To solve the problem, we need to find the fixed point through which all common chords of the family of circles passing through the points (3,7) and (6,5) intersect, given that these circles cut the circle defined by the equation \(x^2 + y^2 - 4x - 6y - 3 = 0\). ### Step 1: Rewrite the given circle equation We start by rewriting the equation of the circle in standard form. The given equation is: \[ x^2 + y^2 - 4x - 6y - 3 = 0 \] We can complete the square for the \(x\) and \(y\) terms. For \(x\): \[ x^2 - 4x = (x - 2)^2 - 4 \] For \(y\): \[ y^2 - 6y = (y - 3)^2 - 9 \] Substituting these back into the equation gives: \[ (x - 2)^2 - 4 + (y - 3)^2 - 9 - 3 = 0 \] Simplifying this: \[ (x - 2)^2 + (y - 3)^2 - 16 = 0 \] Thus, we have: \[ (x - 2)^2 + (y - 3)^2 = 16 \] This represents a circle centered at (2, 3) with a radius of 4. ### Step 2: Determine the family of circles The family of circles passing through the points (3,7) and (6,5) can be expressed in the general form: \[ (x - 3)(x - h) + (y - 7)(y - k) = 0 \] Where (h, k) is the center of the circle.
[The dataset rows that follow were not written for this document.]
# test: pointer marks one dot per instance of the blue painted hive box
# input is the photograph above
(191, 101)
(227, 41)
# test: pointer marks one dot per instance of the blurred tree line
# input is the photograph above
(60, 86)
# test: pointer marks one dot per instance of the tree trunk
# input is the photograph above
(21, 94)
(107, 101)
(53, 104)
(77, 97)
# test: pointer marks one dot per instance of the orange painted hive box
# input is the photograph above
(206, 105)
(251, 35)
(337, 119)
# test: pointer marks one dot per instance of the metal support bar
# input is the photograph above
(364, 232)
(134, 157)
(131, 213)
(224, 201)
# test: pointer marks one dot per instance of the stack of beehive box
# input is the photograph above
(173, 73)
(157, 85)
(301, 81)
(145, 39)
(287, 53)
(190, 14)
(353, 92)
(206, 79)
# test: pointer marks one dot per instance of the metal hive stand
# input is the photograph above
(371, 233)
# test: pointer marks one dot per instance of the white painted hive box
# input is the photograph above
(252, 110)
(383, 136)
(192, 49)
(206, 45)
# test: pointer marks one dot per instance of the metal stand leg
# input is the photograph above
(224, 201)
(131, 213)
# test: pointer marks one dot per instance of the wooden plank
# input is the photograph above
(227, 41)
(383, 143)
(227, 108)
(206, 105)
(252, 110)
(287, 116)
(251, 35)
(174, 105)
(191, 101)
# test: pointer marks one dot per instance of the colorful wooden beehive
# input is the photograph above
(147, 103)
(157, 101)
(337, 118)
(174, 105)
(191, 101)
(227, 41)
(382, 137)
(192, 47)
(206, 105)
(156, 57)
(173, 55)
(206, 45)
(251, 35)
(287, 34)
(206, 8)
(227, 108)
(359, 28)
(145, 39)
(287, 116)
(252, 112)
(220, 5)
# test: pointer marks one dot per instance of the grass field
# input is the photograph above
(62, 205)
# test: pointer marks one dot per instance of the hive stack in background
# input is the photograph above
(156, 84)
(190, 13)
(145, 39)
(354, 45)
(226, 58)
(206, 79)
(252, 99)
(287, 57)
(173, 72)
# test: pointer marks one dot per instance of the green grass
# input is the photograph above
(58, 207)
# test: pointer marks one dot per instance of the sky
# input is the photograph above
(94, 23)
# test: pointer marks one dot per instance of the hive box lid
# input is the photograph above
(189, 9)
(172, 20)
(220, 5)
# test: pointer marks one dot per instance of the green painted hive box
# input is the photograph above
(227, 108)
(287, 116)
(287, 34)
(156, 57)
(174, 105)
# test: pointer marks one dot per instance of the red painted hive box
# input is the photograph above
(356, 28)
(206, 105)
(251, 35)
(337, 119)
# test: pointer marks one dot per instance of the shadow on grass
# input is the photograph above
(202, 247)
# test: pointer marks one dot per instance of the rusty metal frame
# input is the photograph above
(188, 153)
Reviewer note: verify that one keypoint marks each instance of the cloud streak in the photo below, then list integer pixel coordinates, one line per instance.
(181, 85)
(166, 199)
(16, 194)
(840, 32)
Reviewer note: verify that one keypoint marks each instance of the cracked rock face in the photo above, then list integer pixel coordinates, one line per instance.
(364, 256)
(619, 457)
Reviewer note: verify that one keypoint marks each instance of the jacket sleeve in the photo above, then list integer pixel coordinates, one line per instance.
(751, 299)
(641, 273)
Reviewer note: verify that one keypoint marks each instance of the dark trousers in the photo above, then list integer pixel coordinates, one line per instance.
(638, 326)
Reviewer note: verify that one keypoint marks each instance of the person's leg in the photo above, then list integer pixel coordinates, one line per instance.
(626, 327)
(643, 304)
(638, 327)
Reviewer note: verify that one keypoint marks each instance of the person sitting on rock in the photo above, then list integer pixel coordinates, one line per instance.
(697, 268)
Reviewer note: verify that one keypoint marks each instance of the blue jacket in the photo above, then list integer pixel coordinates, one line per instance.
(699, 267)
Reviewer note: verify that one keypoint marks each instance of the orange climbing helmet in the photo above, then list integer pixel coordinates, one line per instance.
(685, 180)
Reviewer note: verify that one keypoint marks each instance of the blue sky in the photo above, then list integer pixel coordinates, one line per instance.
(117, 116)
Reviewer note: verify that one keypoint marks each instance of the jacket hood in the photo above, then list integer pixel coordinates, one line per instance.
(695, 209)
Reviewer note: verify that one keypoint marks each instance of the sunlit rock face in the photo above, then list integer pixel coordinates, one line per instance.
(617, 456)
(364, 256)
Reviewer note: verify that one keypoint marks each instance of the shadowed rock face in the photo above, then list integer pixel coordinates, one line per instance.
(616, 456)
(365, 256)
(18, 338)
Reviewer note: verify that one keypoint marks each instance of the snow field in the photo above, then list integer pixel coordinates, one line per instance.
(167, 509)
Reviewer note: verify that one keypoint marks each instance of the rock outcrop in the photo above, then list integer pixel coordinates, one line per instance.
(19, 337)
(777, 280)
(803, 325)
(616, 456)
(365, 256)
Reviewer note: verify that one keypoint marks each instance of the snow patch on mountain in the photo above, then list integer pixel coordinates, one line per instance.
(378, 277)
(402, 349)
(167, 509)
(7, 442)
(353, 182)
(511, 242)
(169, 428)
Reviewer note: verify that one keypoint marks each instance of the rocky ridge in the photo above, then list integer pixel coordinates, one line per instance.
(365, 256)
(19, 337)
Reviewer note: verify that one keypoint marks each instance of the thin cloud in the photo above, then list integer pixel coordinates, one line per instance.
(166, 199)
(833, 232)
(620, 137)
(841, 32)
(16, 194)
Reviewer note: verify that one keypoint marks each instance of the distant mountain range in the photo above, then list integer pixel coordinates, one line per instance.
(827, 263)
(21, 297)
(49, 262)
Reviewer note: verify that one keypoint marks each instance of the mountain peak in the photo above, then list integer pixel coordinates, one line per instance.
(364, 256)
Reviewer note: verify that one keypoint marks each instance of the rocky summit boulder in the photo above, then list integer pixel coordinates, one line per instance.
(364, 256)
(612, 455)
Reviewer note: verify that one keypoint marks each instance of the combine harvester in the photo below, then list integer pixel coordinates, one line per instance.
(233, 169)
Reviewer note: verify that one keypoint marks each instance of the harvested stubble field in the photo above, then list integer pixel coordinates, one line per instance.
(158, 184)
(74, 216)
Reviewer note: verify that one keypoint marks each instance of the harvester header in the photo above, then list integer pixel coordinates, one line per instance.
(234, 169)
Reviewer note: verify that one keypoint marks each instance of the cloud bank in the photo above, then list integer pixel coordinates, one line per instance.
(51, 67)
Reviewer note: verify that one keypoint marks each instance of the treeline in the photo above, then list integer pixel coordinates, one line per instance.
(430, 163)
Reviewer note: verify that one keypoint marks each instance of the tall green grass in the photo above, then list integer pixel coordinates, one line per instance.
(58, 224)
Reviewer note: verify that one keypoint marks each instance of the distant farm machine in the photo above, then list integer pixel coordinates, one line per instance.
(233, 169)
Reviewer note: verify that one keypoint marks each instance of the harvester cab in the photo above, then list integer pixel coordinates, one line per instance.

Since the circles pass through (3, 7) and (6, 5), we can derive the equation of the chord joining these points. ### Step 3: Find the equation of the chord The midpoint of the points (3, 7) and (6, 5) is: \[ \left(\frac{3 + 6}{2}, \frac{7 + 5}{2}\right) = \left(\frac{9}{2}, 6\right) \] The slope of the line joining (3, 7) and (6, 5) is: \[ \text{slope} = \frac{5 - 7}{6 - 3} = \frac{-2}{3} \] The equation of the line (chord) can be written in point-slope form as: \[ y - 7 = -\frac{2}{3}(x - 3) \] Simplifying this gives: \[ y = -\frac{2}{3}x + 7 + 2 = -\frac{2}{3}x + 9 \] ### Step 4: Find the fixed point of the common chords To find the fixed point where all common chords intersect, we can use the property that the radical axis of the two circles will pass through this point. The radical axis is perpendicular to the line joining the centers of the two circles. Since the family of circles passes through (3, 7) and (6, 5), we can find the intersection of the line \(y = -\frac{2}{3}x + 9\) with the center of the circle (2, 3). Substituting \(x = 2\) into the line equation: \[ y = -\frac{2}{3}(2) + 9 = -\frac{4}{3} + 9 = \frac{23}{3} \] Thus, the fixed point through which all common chords pass is: \[ \left(2, \frac{23}{3}\right) \] ### Final Answer The fixed point through which all common chords pass is \(\left(2, \frac{23}{3}\right)\).